Don’t Pay to Submit Your Work

Scratch OffsThere are a lot of literary magazines that include a reader fee as part of the submission process–so as you prepare to send them your manuscript (your baby!), you must also decide if you will send these magazines payments through PayPal.

To be honest, I hate this idea.

I understand that some literary magazines need the money to pay their staff. (We are coming out of a recession, after all.) But I doubt this much needed cash should come at the expense of the struggling writer.

There’s enough difficulty in getting our work read by editors, let alone getting it actually published. Paying for the privilege seems ridiculous. And expensive.

Like playing the lottery, we’re gambling that editors will like our work as much as we do. Since magazines will rarely pay the writer enough to compensate for all of these reader fees, if we’re lucky enough, we’ll walk away with a publishing credit and two contributor copies.

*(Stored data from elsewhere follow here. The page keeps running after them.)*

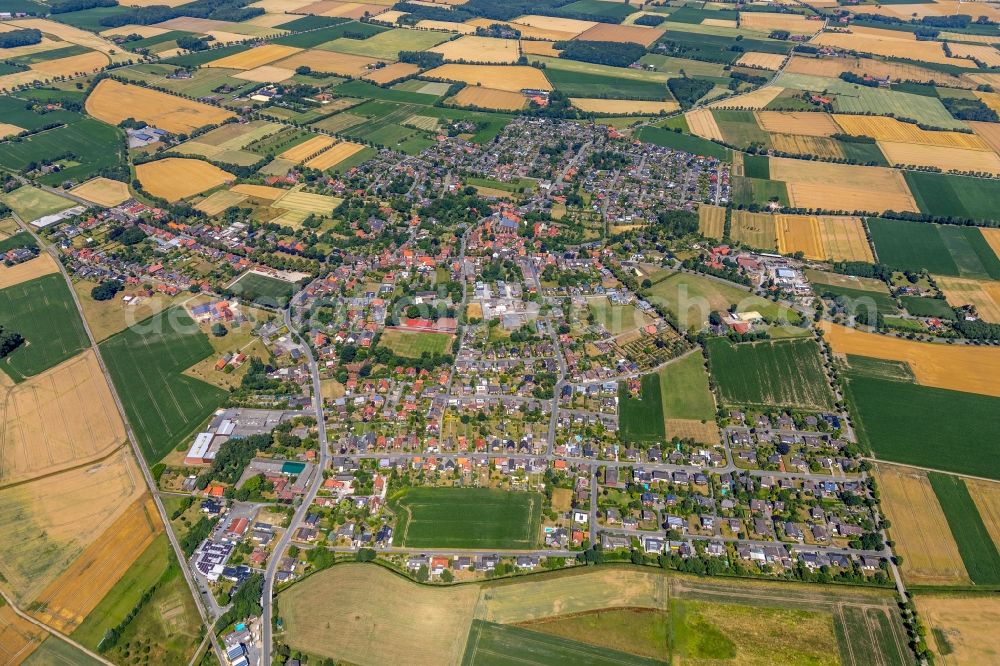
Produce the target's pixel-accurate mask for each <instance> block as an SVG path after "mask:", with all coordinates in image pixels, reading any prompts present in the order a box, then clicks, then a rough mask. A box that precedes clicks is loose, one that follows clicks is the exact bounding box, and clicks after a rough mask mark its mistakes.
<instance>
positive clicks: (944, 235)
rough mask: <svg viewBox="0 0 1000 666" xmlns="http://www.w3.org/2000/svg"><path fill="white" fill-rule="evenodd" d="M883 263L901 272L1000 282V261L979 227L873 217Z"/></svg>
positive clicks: (878, 255) (874, 224)
mask: <svg viewBox="0 0 1000 666" xmlns="http://www.w3.org/2000/svg"><path fill="white" fill-rule="evenodd" d="M868 229H869V231H870V232H871V237H872V243H873V245H874V246H875V253H876V254H877V255H878V260H879V262H881V263H883V264H885V265H886V266H889V267H890V268H894V269H898V270H911V271H920V270H922V269H926V270H927V271H928V272H930V273H932V274H934V275H954V276H962V277H970V278H980V279H983V278H992V279H1000V259H998V258H997V256H996V254H995V253H994V252H993V250H992V248H990V246H989V244H988V243H987V242H986V239H985V238H983V234H982V232H981V231H979V229H978V228H976V227H963V226H957V225H938V224H928V223H926V222H904V221H900V220H885V219H881V218H869V219H868Z"/></svg>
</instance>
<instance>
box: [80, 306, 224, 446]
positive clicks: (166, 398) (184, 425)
mask: <svg viewBox="0 0 1000 666" xmlns="http://www.w3.org/2000/svg"><path fill="white" fill-rule="evenodd" d="M100 348H101V354H102V356H103V357H104V361H105V363H106V364H107V366H108V371H109V372H110V373H111V379H112V380H113V381H114V384H115V388H116V389H118V395H119V396H120V397H121V400H122V403H123V404H124V406H125V412H126V414H128V419H129V422H130V423H131V425H132V428H133V429H134V430H135V434H136V437H137V438H138V440H139V445H140V447H141V448H142V452H143V455H144V456H145V457H146V460H147V461H148V462H150V463H154V462H157V461H158V460H160V459H161V458H162V457H163V456H165V455H166V454H167V453H168V452H169V451H170V449H171V448H173V447H174V446H177V445H178V444H183V443H186V442H185V440H186V438H187V437H188V436H190V435H191V434H192V433H193V432H194V431H195V429H197V428H198V426H199V425H201V422H202V421H204V420H205V419H206V418H208V416H209V415H210V414H211V413H212V412H213V411H215V410H216V409H217V408H218V407H219V406H221V405H222V403H223V402H224V401H225V398H226V392H225V391H222V390H220V389H218V388H216V387H214V386H211V385H210V384H206V383H205V382H203V381H200V380H197V379H193V378H191V377H187V376H185V375H183V374H182V373H183V372H184V370H186V369H187V368H189V367H191V366H192V365H194V364H195V363H197V362H199V361H201V360H202V359H204V358H206V357H207V356H209V355H210V354H211V353H212V345H210V344H209V342H208V339H207V338H206V337H205V335H204V334H203V333H202V332H201V330H200V329H199V328H198V325H197V324H195V323H194V321H192V320H191V318H190V317H188V315H187V313H185V312H184V310H183V309H182V308H179V307H178V308H171V309H170V310H166V311H164V312H161V313H159V314H156V315H153V316H152V317H150V318H149V319H146V320H145V321H143V322H140V323H139V324H136V325H135V326H133V327H131V328H128V329H126V330H124V331H122V332H121V333H118V334H116V335H114V336H112V337H110V338H108V339H107V340H105V341H104V342H102V343H101V345H100Z"/></svg>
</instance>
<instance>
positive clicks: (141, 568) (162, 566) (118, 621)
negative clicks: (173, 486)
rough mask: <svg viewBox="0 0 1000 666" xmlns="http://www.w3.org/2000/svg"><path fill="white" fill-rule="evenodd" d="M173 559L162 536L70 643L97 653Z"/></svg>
mask: <svg viewBox="0 0 1000 666" xmlns="http://www.w3.org/2000/svg"><path fill="white" fill-rule="evenodd" d="M172 559H173V555H172V554H171V552H170V542H169V541H167V535H165V534H161V535H160V536H158V537H157V538H156V539H155V540H154V541H153V543H151V544H149V546H148V547H147V548H146V550H145V551H143V553H142V555H140V556H139V559H137V560H136V561H135V563H133V564H132V566H131V567H129V569H128V571H126V572H125V575H124V576H122V577H121V578H120V579H119V580H118V582H117V583H115V585H114V587H112V588H111V590H110V591H109V592H108V593H107V594H106V595H105V596H104V598H103V599H101V602H100V603H99V604H97V606H96V607H94V610H92V611H91V612H90V614H89V615H88V616H87V618H86V619H85V620H84V621H83V623H82V624H81V625H80V626H79V627H77V628H76V630H74V631H73V635H72V637H73V640H75V641H77V642H79V643H80V644H81V645H83V646H85V647H88V648H90V649H91V650H96V649H97V645H98V643H100V642H101V638H103V637H104V632H105V631H107V630H108V629H109V628H111V627H113V626H115V625H116V624H118V623H119V622H121V621H122V620H123V619H125V616H126V615H128V612H129V611H130V610H132V609H133V608H134V607H135V605H136V604H137V603H138V602H139V598H140V597H142V593H143V592H145V591H146V590H148V589H149V588H150V587H152V586H153V584H154V583H156V581H158V580H159V579H160V577H161V576H162V575H163V574H164V572H166V570H167V567H168V566H169V565H170V562H171V560H172Z"/></svg>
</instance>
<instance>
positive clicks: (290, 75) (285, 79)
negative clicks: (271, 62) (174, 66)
mask: <svg viewBox="0 0 1000 666" xmlns="http://www.w3.org/2000/svg"><path fill="white" fill-rule="evenodd" d="M293 76H295V70H292V69H287V68H285V67H275V66H274V65H261V66H260V67H255V68H253V69H248V70H245V71H242V72H240V73H239V74H233V78H234V79H243V80H244V81H253V82H255V83H281V82H282V81H287V80H288V79H290V78H292V77H293Z"/></svg>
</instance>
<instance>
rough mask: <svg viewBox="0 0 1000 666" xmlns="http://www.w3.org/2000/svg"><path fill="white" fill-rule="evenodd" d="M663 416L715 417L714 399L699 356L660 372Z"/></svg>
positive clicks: (660, 393)
mask: <svg viewBox="0 0 1000 666" xmlns="http://www.w3.org/2000/svg"><path fill="white" fill-rule="evenodd" d="M660 394H661V395H662V397H663V416H664V418H668V419H698V420H701V419H706V420H713V419H714V418H715V398H714V397H712V392H711V390H709V387H708V373H707V372H706V371H705V362H704V359H703V358H702V355H701V354H688V355H687V356H685V357H684V358H682V359H680V360H678V361H674V362H673V363H670V364H669V365H667V367H665V368H663V370H660Z"/></svg>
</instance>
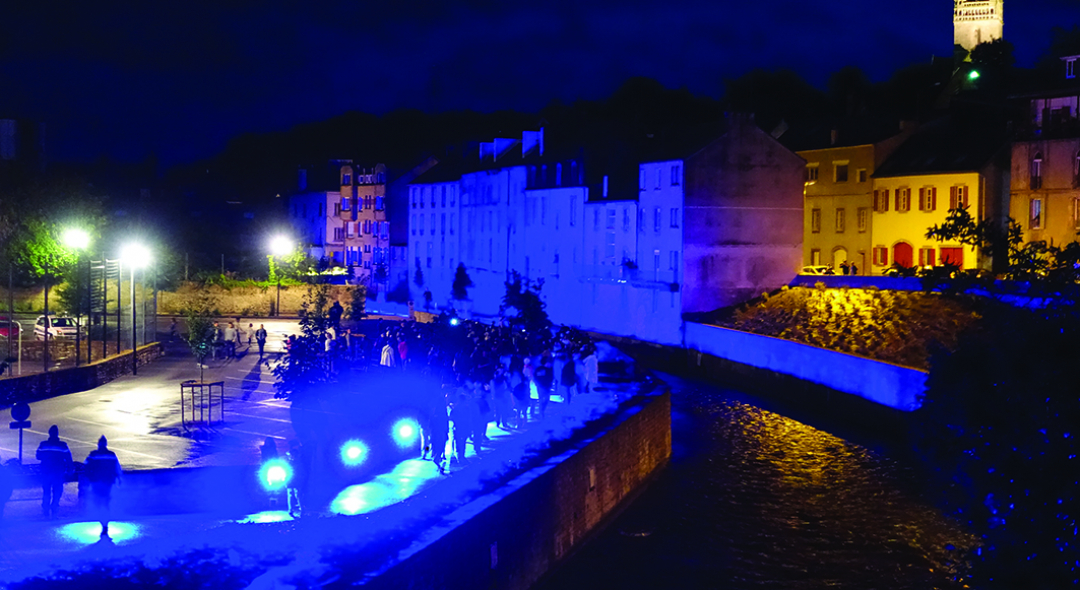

The good news is that there are plenty of reputable literary magazines that continue to accept fiction submissions for free. Some will even pay you upon publishing your work. I highly recommend sending work to these magazines.

On a side note, most literary magazines sponsor annual contests. These will almost always involve a contest fee. Most fall between $5 to $25, and some will include a one-year subscription to the magazine. If you must pay for someone to read your work, these are the better bet. Upon publication, some magazines will even send your work to several agencies as an additional bonus.

In 2007, I submitted two short stories to a few contests. At that time, everything had to be sent in as hard copies, which meant a lot of paper and ink. And I wrote checks that totaled a couple hundred dollars in contest fees. Well, I was rejected by all of the magazines except one, the most prestigious of the bunch: Zoetrope: All Story. The Editor, Michael Ray, contacted me by email to tell me that Joyce Carol Oates had selected my short story to win Third Prize out of over 2,000 submissions!

Though the contest results were later published in the magazine, only the first-prize-winning story was published on their online companion site. So after all the dust had settled, I still did not have the story published, and the money only compensated for all of my expenses in the first place.

If I were you, I would still write my heart out, but I would also approach any of these fees with trepidation.

What do you think?

 

Photo credit: aaronmcintyrephotography / Foter / CC BY

Letters to a Fiction Writer

Letters to a Young Fiction Writer

Recently, one of my students asked me if I could refer him to a few good books that would help him improve his stories. At the time, I remember referring him to Ron Carlson’s Ron Carlson Writes a Story and Robert Olen Butler’s From Where You Dream: The Process of Writing Fiction. (So as not to get off topic, I’ll blog about these two in future posts under this category.) But I’m not sure if I ever mentioned Frederick Busch’s Letters to a Fiction Writer.

Letters to a Fiction Writer was one of the first books I read on the craft of writing fiction and “the writing life.” I’ve read and reread dogeared passages from it through the years for comfort or inspiration. So it only seems appropriate that I’d share a quick overview of this book with you in hopes that you might be comforted and inspired by it, too.

In Rosellen Brown’s “You Are Not Here Long,” she writes:

The poem, the story, the novel in the hand, they succeed or fail on their own terms, by being fully what they intended to be or not–and ultimately what they wanted to be, how large, how challenging, how original, will be judged as well. Whether they sell–and if you write books, how well they sell–is so little correlated (if not inversely correlated) with quality that in the end it is only your sense of satisfaction that will define your success.

I find this particularly comforting, especially when I receive rejection letters or emails. Janet Turner Hospital addresses these rejections directly in “Letter to a Younger Writer Met at a Conference.” She writes:

When rejection slips or rotten reviews come in, I tell [students]: have one stiff drink, say five Hail Mary’s and ten Fuck-You’s, and get back to work.

LOL. I love that quote!

Lastly, in “To a Young Writer,” Joyce Carol Oates (one of my favorite writers) writes:

Don’t be discouraged! Don’t cast sidelong glances and compare yourself to others among your peers! (Writing is not a race. No one really ‘wins.’ The satisfaction is in the effort, and rarely in the consequent rewards, if there are any.) And again, write your heart out.

This last quote speaks to the theme of this entire blog. It’s my hope that you write the fiction that you need to write, the stories that come from somewhere deep down. Don’t let anyone or anything stop you! Write your heart out!